How to Actually "Upgrade" Your Guitar Wiring
What does "Upgrade" mean, and how do you actually “upgrade” your electronics?
I guess before we really dive deep, we should really define what Upgrading means in this particular usage. Upgrading in its simplest term is to “Improve from the Existing” which truthfully is a subjective improvement.
The hard part is from a mainstream perspective in the guitar world the term “upgrade” is peak clickbait marketing. You can’t find many things whether they are or are not an improvement that don’t use the term. The meaning is so diluted in the electronics world that in a lot of cases you are actually downgrading.
So how do you know when you are actually upgrading in the guitar electronics world?
First things first. You must accurately assess your current set up. It is way too easy for people to instantly blame everything on “bad or cheap parts” when those parts actually have more to do with durability than sound. Overall, the sound of your instrument solely has to do with the artistic design choices your manufacture chose when designing your instruments circuit.

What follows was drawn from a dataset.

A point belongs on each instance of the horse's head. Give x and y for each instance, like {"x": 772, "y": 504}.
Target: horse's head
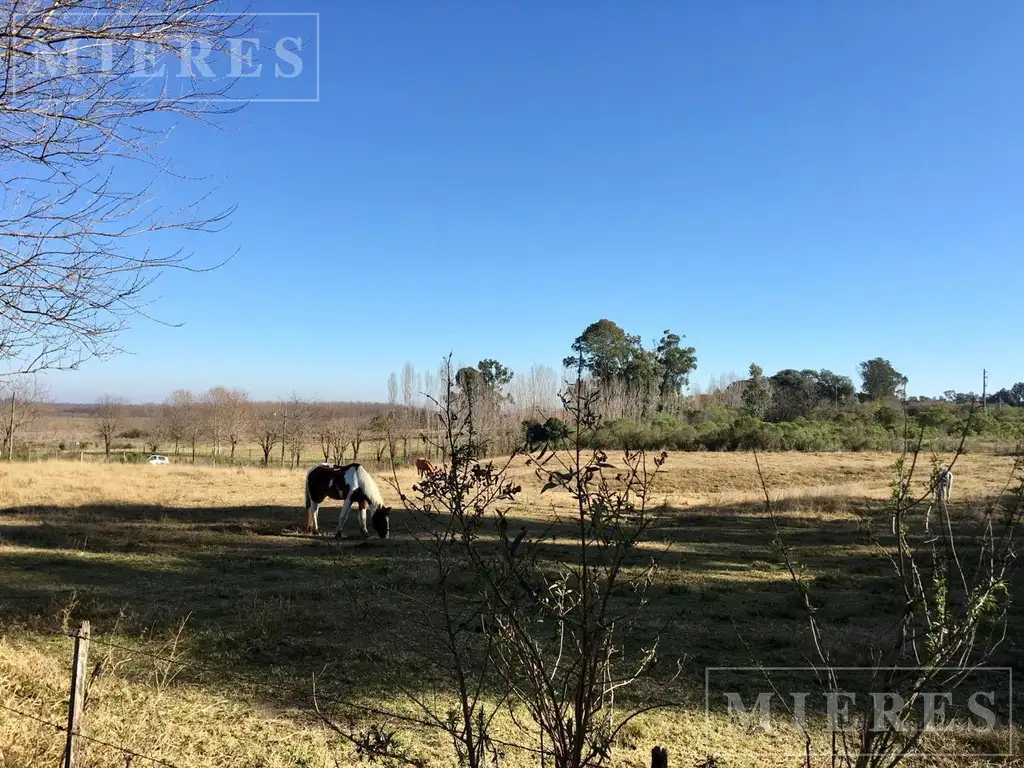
{"x": 381, "y": 521}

So, when you want to change this, the best and easiest way is to narrow down what you want to change.
Do you hate the overall sound, or do you wish it had a little more clarity, or compression. Is the Audible taper good on the volume or tone? Do you wish you had a little bit more high end as you decreased the volume? Or, take it from a different perspective, maybe you love everything stock about your instruments sound but want a few more sound options from your pickups?
Each answer to these questions will narrow what you want to do from a circuit design standpoint.
- You hate the overall sound. Get new pickups. Don't think about a "style" but more about the EQ
- Want a little more clarity, or compression? Keep everything about your current circuit the same but change the pot value, higher if you want more clarity, or lower if you want more compression. - Learn more about this here
- Do you hate how the audible taper sounds? Try a different pot manufactures taper. (Not to be confused with an audible taper) Say your current set up has a linear volume, try an audio. Just beware of those selling “True Vintage correct” tapers as that’s more of a marketing gimmick in the passive circuit realm. - Learn more about this here
- Hate how the circuit sounds at lower volumes? Try a different filter circuit. Most current instruments feature a Modern low pass. So, changing to a high pass like Volume Bleed or 50s wiring can improve how your pickups sound at lower levels. - Learn more about this here
- Like everything stock about your current set up but want to improve or refresh the durability? Take notes of how your instrument circuit was designed. What values the pots or caps are. What pot manufacture taper did they use on every control. What filter circuit did they use. Once you find out all this information. Find parts that meet the same specs, but look for ones that have a "higher rated life" - Learn more about what make part high quality here
- Like everything stock about your current set up but want more sounds? Just like 5 get all the basics defined and then add on top of it. Adding things like Series, Phase, Coil cutting, etc can keep the same stock functionality but add a couple extra sounds.